Hi Alan, thanks for the follow up!

  1. About the expired JWTs, the Shopify API gem already includes some leeway, but we’re seeing tokens expired for longer than that. I quickly checked one random token now and it was expired by about 22 seconds.
    We’ve already increased the leeway significantly a while ago, otherwise it would have been almost impossible to manage, as we’d be getting dozens of “expired JWT” alerts daily, on top of the “undefined” ones.
    In terms of the server clock, I’m not sure… the apps run on Heroku/AWS, and they’re pretty up to date. I haven’t noticed any unexpected strangeness when dealing with database timestamps and log timestamps, and I do check those a lot, for other reasons.

  2. Just to get some clarity on the exact Shopify Request ID that they need, I assume they want the Request ID that comes in response from AppBridge fetching the token from a Shopify token provider backend, correct?

Hey @flavio-b, thanks for the ping and for confirming the ~22s expiries you’re seeing there.

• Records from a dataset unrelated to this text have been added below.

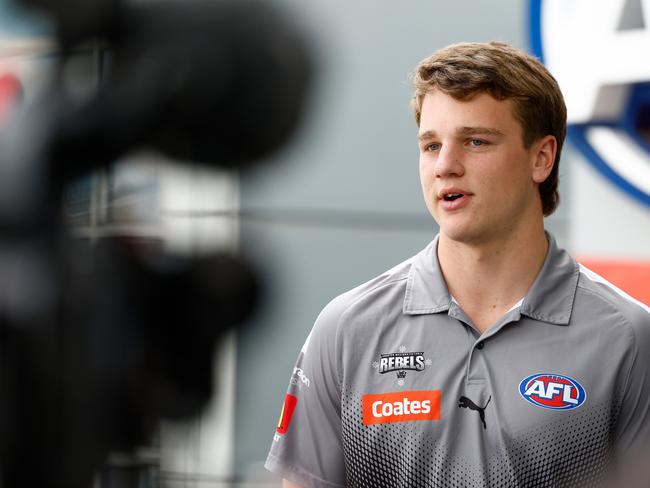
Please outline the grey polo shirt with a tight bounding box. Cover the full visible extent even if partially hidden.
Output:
[266,236,650,487]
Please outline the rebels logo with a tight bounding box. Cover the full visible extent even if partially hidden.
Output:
[519,373,587,410]
[361,390,440,425]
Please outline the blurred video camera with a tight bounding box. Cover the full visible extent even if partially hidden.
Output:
[0,0,313,488]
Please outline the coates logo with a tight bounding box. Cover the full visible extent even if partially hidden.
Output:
[530,0,650,206]
[361,390,440,425]
[519,373,587,410]
[276,393,298,434]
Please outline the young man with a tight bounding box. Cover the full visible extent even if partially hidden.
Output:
[267,43,650,487]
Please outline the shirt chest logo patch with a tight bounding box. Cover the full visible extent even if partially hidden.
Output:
[361,390,440,425]
[519,373,587,410]
[372,346,431,386]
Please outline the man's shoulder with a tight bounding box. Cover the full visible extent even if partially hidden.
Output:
[578,264,650,337]
[317,247,428,330]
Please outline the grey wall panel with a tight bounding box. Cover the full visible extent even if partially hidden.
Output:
[241,0,527,212]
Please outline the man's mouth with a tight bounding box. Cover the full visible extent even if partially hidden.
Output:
[442,193,463,202]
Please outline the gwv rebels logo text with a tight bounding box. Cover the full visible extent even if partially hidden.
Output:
[379,352,426,374]
[372,346,431,385]
[361,390,440,425]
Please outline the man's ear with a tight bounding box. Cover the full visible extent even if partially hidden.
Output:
[531,135,557,183]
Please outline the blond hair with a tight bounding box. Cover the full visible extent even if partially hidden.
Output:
[411,42,566,216]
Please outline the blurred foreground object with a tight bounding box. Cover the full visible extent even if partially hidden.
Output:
[0,0,311,488]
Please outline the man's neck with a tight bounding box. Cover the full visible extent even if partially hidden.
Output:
[438,223,548,332]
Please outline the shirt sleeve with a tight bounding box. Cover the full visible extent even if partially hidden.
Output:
[615,308,650,465]
[265,297,345,488]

For your question regarding the request IDs, I believe these would be the session tokens that are delivered via postMessage from the Admin, so there’s no Shopify exact request ID tied to token issuance. I think what we’re after is a HAR that captures both the top-level Admin frame traffic (admin.shopify.com or shopname.myshopify.com/admin) and the exact iframe request that hit your backend with Authorization: Bearer undefined, including the X-Request-ID (and CF-RAY if present), full URL, headers, and timestamps.

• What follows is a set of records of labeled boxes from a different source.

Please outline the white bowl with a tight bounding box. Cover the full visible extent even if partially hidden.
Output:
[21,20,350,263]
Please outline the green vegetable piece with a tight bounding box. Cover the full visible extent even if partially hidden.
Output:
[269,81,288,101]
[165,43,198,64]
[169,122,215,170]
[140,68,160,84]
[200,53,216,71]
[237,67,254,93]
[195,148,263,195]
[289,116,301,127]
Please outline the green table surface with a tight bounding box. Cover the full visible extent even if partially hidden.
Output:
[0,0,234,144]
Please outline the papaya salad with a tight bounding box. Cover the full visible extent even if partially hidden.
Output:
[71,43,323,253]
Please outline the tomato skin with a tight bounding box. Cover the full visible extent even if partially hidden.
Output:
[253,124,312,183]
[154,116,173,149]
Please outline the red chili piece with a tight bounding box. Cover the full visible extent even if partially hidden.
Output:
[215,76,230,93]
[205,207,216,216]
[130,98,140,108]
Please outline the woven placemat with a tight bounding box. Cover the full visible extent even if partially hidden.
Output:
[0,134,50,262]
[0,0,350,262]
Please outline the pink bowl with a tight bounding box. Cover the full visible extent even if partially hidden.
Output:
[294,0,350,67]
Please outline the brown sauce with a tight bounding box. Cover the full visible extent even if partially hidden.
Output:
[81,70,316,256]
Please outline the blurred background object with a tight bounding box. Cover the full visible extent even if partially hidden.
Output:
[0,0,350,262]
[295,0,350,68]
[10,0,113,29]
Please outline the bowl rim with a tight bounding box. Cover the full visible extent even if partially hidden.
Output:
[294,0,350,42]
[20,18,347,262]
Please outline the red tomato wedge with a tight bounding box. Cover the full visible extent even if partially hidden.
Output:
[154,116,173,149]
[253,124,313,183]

As a mitigation, I think you could safely bump JWT clock tolerance to around 30s on your verifier, that might help reduce the “not active yet” noise you’re seeing. If you’re comfortable, I can set up a DM with you so we can work on this more one on one though, just let me know. Once we have those HARs and IDs, I’ll get back in touch with the App Bridge team and keep you updated, let me know if I can clarify anything in the meantime as always!

Hi Alan, thanks for the clarification.

That’s the root of the problem: Due to the random nature of this issue, I can’t replicate and capture this data on my machine, and there’s no way to capture all that detail from merchant’s machines in production. The browser won’t allow it, plus it could violate a bunch of privacy regulations.

The only thing I could do is perhaps override one or more functions of AppBridge, to collect some headers that AppBridge already has access to in the iframe context, but as you said, this probably won’t help because there’s no Shopify request ID.

So, I don’t know what to do. My surprise and frustration is that it seems like AppBridge is not doing a verification of the token while building the header. It leaves the door open to potentially sending undefined and expired tokens.

That being said, I did not notice a single undefined token in the last ~4 days, which is very surprising and refreshing, but don’t know how long it will last. Maybe some token infra layer got updated?

Hey @flavio-b, I totally understand, capturing HAR files for intermittent issues isn’t super feasible in this circumstance for sure, especially when it involves merchant browsers and privacy considerations.

I really appreciate all the investigation work you’ve done here though, especially the code analysis identifying the missing error handling in idToken().

I’m going to share your latest feedback with the product team as well to see if there was potentially an update on our end that resolved things.

While I can’t promise specific timelines,I’ll make sure to emphasize the impact this has had on your daily operations and monitoring. If we need any additional information or has questions about your findings/just to confirm next steps, I’ll circle back to you on my end here.

Thanks again for your patience with this, and for the investigation work. It really does help make the case for improvements, so it’s super appreciated.

Thanks, Alan.

I spoke too soon. After 4 days with no undefined tokens, we saw one this morning. It looks like it came in the query param after the merchant clicked an Admin Link, so not an AppBridge token in this particular case.

Thanks for confirming it’s still occurring @flavio-b, I can’t guarantee we’ll be able to retrieve logs for that on our end, but since it was so recent, we may be able to look this up, would you happen to have the shop ID and the timestamp in UTC?